First of all, I am just starting with Dask, so please bare with me. :slight_smile:

At this point, I don’t want to do too much, but here is the main idea:

  • I have one (or many) JSON Lines file(s) which are locally on a laptop, which has 32GB of RAM, so quite decent.
  • The file(s) have to remain locally, so cloud is not an option
  • The JSON files can have altogether up to 250 GB of raw data uncompressed
  • The file can have up to hundreds of millions of rows and hundreds of columns
  • My first goal would be to reduce the file size and to keep only 8 columns, which are more relevant for the use case
  • For now, what I try to do is rather simple:
    • read the file(s) as fast as possible, considering that all has to be done locally
    • Keep the needed columns (if possible to be done at reading time, even better, I guess)
    • Save the file as Parquet
  • After this, reading the Parquet file for further processing, should be faster. Of course, one course of actions might be that some processing will happen once the Dataframe is created in the first place, since is already available.

Using a Notebook within JupyterLab, here is what I did so far with a file which has ~5GB and ~40 million rows.

import dask.dataframe as dd
df = dd.read_json(ORIGINAL_JSONL_FILE, lines=True)

This will read the file in 9 minutes.

from dask.distributed import Client, LocalCluster
cluster = LocalCluster(n_workers=4, threads_per_worker=2)
client = Client(address=cluster) # I used also asynchronous=True

In this case it failed:

distributed.nanny - WARNING - Worker exceeded 95% memory budget. Restarting
distributed.nanny - WARNING - Restarting worker
...
KilledWorker: ('read_json_file-012185e8-7a30-4a9c-a6c9-014a94682642', <WorkerState 'tcp://127.0.0.1:61069', name: 0, status: closed, memory: 0, processing: 1>)

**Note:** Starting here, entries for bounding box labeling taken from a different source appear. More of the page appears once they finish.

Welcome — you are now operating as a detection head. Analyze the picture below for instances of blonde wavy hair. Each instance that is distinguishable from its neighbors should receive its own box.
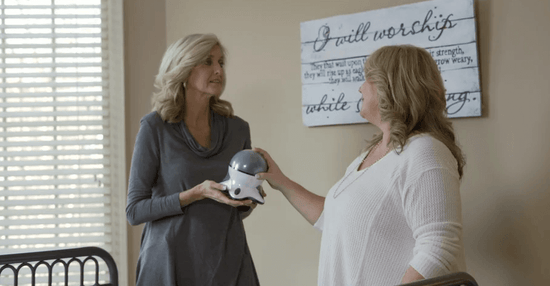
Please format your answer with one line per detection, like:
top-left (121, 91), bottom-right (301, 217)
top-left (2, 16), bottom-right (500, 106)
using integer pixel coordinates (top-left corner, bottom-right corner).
top-left (364, 45), bottom-right (465, 178)
top-left (151, 34), bottom-right (233, 123)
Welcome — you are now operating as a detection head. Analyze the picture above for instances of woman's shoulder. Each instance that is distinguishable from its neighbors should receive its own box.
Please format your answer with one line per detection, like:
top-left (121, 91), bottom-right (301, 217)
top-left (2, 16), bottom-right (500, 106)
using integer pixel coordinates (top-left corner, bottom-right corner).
top-left (403, 133), bottom-right (448, 154)
top-left (140, 111), bottom-right (164, 125)
top-left (227, 115), bottom-right (249, 129)
top-left (403, 134), bottom-right (457, 174)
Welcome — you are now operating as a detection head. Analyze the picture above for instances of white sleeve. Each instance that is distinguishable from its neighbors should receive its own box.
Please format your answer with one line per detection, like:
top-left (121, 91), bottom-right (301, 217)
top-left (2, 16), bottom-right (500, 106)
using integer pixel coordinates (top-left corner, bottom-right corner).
top-left (402, 168), bottom-right (464, 278)
top-left (313, 210), bottom-right (325, 232)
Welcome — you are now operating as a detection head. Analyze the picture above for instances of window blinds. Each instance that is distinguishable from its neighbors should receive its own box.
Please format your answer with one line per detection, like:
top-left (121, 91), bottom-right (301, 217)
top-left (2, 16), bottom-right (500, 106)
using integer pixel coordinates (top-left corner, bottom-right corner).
top-left (0, 0), bottom-right (126, 282)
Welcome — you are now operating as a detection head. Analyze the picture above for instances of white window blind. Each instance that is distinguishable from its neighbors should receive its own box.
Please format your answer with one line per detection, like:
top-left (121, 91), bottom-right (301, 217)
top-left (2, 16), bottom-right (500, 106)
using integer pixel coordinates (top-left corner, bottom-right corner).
top-left (0, 0), bottom-right (127, 285)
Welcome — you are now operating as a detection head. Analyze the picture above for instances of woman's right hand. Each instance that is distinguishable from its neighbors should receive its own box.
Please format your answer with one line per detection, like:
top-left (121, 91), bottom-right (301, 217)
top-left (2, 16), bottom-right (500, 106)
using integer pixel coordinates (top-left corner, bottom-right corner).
top-left (252, 148), bottom-right (290, 191)
top-left (187, 180), bottom-right (253, 207)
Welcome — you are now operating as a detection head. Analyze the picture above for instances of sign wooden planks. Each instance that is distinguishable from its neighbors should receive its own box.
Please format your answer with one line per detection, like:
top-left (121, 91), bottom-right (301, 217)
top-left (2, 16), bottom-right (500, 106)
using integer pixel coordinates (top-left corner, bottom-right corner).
top-left (300, 0), bottom-right (481, 126)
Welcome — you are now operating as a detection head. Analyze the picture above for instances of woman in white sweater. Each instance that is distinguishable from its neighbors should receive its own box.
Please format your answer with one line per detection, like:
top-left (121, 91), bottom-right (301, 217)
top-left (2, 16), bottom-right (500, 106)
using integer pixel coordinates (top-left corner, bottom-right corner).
top-left (255, 45), bottom-right (466, 286)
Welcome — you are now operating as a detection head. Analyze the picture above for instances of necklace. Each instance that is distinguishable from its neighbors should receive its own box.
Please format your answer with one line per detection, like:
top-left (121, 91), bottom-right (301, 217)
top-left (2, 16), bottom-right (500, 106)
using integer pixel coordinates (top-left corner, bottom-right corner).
top-left (332, 140), bottom-right (390, 198)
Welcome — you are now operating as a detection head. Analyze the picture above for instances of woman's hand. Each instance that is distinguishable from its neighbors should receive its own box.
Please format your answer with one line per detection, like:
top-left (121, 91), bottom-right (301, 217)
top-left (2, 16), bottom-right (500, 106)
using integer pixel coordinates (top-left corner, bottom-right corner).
top-left (252, 148), bottom-right (290, 191)
top-left (188, 180), bottom-right (255, 207)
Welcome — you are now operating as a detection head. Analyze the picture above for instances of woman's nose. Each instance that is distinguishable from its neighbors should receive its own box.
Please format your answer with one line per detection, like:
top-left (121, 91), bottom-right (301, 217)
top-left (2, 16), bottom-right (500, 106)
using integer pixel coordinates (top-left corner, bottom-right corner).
top-left (214, 64), bottom-right (223, 74)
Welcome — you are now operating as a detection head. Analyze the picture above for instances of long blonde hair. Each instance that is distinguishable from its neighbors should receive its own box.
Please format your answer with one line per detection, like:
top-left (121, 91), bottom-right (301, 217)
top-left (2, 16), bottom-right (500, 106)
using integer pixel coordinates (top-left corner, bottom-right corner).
top-left (152, 34), bottom-right (233, 123)
top-left (365, 45), bottom-right (466, 178)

I would like to know what can I try in terms of optimizing the reading time.

Thank you!

Hi,

LocalCluster(n_workers=4, threads_per_worker=2)

This automatically sets memory_limit to 32 GB / 4 per worker. You are reading a single json file, which by default is loaded by a single task on a single CPU on a single worker. Once you reach 32 / 4 * 0.95 = 7.6 GB RAM usage, which is unsurprisingly not enough to crunch through a 5GB file, the worker is killed off.

If you pass blocksize="128 MiB" to read_json, the file will be split into much more manageable segments and you will also benefit from all of your available CPUs, drastically cutting down the end-to-end runtime (your hard drive throughput may become a bottleneck though).

1 Like

Thank you!
Using the blocksize parameter didn’t kill the worker. Although I have many other follow-up questions, I will close this post, to keep things separated.